Additionally, I decline to make the respondent’s suspension retroactive to the effective date of the Rhode Island suspension because he failed to notify bar counsel or the board of the discipline against him, in violation of S.J.C. Rule 4:01, § 16(6). See Matter of Sheridan, 449 Mass. 1005, 1008 (2007), and cases cited.
Finally, I note that, in cases involving reciprocal discipline, it is the c6urt's usual practice to condition reinstatement in the Commonwealth upon prior reinstatement in the jurisdiction in which the discipline originated. See, e.g., Matter of Ritzo, 26 Mass. Att'y Discipline Rep. 5 55 (2010); Matter of Carey, 25 Mass. Att'y Discipline Rep. 89 (2009); Matter of Anderson, 23 Mass. Att'y Discipline Rep. 14 (2007). I impose such a condition here.
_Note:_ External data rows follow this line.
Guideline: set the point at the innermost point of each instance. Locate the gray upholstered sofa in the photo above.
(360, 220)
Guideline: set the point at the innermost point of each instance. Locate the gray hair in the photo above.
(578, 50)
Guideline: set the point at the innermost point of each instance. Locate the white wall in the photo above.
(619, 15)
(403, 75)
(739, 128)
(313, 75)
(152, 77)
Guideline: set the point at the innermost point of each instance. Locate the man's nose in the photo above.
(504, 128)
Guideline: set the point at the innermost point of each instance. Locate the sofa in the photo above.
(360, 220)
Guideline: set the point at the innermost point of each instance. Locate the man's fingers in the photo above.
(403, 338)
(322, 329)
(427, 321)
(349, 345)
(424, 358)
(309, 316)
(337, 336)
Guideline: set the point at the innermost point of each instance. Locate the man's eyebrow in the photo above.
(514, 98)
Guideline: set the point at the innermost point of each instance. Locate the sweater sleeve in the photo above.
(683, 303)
3. Disposition. An order shall enter suspending the respondent from the practice of law in the Commonwealth for a period of six months, with reinstatement conditioned upon the respondent's prior reinstatement in Rhode Island.
By the Court
Barbara A. Lenk
Associate Justice
Entered: December 28, 2011
1 Rhode Island Rule 1.3, entitled "Diligence," provides: "A lawyer shall act with reasonable diligence and promptness in representing a client."
2 Rhode Island Rule 1.4, entitled "Communication," requires, in pertinent part, a lawyer to "keep the client reasonably informed about the status of the matter" and "explain a matter to the extent reasonably necessary to permit the client to make informed decisions regarding the representation."